Ob Fritz Becker ein Ausnahmekünstler am Herd war, können die Nachgeborenen nicht mehr sagen. Sicher ist, er war ein Historiker und Archäologe der Küchenkultur. Nach seiner Karriere als Küchendirektor mit Stationen in Österreich, Frankreich und Deutschland, dekoriert mit Auszeichnungen und Goldmedaillen, als kulinarischer Ausrichter glanzvoller Pressebälle, begann er mit seiner Frau Kochbücher zu schreiben, die mehr als reine Rezeptsammlungen waren. In der Staatsbibliothek verbrachte er Monate damit, die Menüs der alten Ägypter und Römer zu erforschen. Gesottene Kraniche, Muschelwürstchen und mit Milch gemästete Purpurschnecken, „die römische Küche ähnelt in ihrer Verspieltheit und Raffinesse der französischen verblüffend“. Beckers „Kochbuch aus Berlin“ liefert dekorative Fettflecken gleich mit und ist gespickt mit klugen handschriftlichen Notizen des Autors.

„Kochbücher sind Kulturdokumente, die ihre Zeit in mancherlei Hinsicht besser und eindrucksvoller schildern als viele Geschichtsbücher. Mögen letztere nie ganz frei von Vorurteilen sein, die Kochbücher sind es bestimmt."
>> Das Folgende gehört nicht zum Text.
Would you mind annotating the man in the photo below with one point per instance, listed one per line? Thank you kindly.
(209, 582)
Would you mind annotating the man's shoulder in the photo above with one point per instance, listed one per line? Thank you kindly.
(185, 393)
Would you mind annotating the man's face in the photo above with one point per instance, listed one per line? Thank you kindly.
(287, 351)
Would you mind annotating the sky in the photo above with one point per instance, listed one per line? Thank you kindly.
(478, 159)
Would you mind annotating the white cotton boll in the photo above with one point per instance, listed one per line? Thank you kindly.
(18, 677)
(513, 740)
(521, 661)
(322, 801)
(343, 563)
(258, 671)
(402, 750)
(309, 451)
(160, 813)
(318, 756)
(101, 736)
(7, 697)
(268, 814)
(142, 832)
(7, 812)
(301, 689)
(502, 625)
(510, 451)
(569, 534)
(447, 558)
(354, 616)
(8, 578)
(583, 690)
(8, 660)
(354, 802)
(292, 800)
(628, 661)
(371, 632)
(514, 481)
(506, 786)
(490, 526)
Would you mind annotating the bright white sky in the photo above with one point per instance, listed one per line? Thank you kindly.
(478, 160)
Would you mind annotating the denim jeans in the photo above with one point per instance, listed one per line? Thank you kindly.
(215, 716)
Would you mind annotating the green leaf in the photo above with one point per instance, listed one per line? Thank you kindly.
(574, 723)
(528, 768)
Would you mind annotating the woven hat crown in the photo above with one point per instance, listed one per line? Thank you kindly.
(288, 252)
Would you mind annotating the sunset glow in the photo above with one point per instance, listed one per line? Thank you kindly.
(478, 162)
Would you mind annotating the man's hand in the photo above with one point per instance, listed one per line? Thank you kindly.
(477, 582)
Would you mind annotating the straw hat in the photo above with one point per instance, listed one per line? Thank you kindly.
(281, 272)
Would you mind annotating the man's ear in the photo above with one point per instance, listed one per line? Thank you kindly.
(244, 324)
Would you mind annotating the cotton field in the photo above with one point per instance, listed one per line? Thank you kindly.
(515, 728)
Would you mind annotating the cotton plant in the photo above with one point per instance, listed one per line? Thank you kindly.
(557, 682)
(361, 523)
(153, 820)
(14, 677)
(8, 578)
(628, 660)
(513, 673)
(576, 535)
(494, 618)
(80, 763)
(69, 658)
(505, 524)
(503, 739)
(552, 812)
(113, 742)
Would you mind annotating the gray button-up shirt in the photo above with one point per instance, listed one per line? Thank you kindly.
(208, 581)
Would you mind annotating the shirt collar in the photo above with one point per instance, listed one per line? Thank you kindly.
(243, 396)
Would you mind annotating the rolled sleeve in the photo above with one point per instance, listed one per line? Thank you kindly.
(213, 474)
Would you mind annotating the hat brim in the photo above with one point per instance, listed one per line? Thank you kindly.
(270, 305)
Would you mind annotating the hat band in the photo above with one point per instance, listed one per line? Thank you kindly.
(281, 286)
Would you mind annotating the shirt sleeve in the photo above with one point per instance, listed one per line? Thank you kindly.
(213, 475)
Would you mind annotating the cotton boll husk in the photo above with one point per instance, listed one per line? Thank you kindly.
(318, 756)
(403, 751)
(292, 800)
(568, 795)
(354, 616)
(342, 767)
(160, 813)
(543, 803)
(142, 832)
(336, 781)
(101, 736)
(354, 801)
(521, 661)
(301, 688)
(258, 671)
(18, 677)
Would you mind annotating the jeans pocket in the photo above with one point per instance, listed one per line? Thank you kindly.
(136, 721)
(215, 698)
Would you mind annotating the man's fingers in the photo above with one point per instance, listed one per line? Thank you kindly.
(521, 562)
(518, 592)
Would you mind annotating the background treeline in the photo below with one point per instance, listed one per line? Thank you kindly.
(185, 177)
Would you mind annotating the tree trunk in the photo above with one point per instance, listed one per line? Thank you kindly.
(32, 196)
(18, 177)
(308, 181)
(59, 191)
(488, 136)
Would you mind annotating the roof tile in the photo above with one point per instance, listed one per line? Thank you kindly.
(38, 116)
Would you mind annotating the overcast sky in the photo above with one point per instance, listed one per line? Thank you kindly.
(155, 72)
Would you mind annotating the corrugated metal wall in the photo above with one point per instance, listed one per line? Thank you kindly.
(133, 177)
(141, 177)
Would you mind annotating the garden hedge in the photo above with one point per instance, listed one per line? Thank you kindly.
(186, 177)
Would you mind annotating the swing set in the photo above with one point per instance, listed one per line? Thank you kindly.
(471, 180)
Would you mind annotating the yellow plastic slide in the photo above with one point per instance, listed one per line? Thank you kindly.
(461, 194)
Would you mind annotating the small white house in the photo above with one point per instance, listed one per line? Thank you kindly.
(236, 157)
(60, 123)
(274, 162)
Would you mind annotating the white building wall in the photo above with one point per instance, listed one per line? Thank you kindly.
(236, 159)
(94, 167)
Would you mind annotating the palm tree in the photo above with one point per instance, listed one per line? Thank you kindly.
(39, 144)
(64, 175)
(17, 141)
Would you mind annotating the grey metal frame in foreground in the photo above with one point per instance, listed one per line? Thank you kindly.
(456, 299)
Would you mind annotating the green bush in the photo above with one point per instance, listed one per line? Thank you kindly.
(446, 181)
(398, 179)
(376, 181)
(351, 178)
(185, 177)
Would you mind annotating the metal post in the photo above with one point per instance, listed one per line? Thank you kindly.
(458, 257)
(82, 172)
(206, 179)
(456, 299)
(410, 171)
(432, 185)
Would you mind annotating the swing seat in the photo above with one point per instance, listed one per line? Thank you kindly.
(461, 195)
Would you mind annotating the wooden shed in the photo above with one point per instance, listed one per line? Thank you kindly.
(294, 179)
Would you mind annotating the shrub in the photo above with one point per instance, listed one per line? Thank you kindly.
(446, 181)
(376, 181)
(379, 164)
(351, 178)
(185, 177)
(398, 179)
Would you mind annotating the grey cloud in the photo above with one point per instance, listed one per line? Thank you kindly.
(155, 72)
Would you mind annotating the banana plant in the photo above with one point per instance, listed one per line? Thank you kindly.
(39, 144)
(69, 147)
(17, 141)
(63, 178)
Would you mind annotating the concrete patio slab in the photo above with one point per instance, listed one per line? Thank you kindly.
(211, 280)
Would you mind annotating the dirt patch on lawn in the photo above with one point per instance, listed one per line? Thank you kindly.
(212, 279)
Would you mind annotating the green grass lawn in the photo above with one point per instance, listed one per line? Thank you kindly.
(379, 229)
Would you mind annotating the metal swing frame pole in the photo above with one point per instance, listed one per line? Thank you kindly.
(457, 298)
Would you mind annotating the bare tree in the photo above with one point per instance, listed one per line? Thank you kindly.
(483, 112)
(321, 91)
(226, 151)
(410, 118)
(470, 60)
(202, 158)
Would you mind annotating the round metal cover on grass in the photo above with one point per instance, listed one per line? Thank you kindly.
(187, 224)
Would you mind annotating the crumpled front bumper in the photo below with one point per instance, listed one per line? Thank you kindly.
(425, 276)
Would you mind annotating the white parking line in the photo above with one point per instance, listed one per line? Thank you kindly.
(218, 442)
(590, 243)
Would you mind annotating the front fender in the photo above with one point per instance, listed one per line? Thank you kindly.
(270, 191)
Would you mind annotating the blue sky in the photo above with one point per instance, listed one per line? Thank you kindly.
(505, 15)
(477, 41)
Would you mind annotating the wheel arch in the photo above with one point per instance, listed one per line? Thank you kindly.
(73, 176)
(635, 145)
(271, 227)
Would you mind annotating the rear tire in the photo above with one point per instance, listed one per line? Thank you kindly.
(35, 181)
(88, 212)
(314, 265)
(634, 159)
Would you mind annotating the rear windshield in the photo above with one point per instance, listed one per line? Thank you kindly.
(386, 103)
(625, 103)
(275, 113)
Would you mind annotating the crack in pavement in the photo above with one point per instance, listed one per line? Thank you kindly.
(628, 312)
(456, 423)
Fritz Becker lebte in Kreuzberg, 94 Jahre lang, obgleich er dem Klischee des Kreuzbergers so wenig entsprach: Geprägt vom Geist der Disziplin und der hierarchisch geführten Großküche, nicht reich an Geld und Gütern, aber überaus sicher in Stilempfinden und höflichem Umgang. Nie hätte er seine kleine Wohnung in der Naunynstraße ohne Anzug und Krawatte verlassen. Beim türkischen Gemüsehändler wurde er geradezu verehrt, mit seinem Nachbarn, einem Hippie, pflegte er ein entspanntes Verhältnis. So lange die Menschen einen Blick für die anderen und Respekt hatten, war es ihm egal, wie sie lebten, und wo sie herkamen. Was ihn deprimierte, waren die Rücksichtslosigkeit und die allgegenwärtige Verdrängung: „In Berlin ist kein Platz mehr für alte und arme Menschen.“

In einem sorgsam gepflegten Aktenordner finden sich neben Zeitungsartikeln über ihn Einladungen zu Luftbrückenjubiläen im Dutzend. Willy Brandt und Klaus Schütz hatten sie noch persönlich unterschrieben, seit Eberhard Diepgen kamen Vordrucke.

„Ich habe diese Stadt mit aufgebaut, und jetzt ist kein Platz mehr für mich“, schrieb Fritz Becker. Vielleicht zwang ihn sein Pflichtbewusstsein dazu, länger zu leben, als er es eigentlich wollte. Aber er hatte Glück. Als er an Ostern einschlief, waren Vertraute und Freunde an seiner Seite.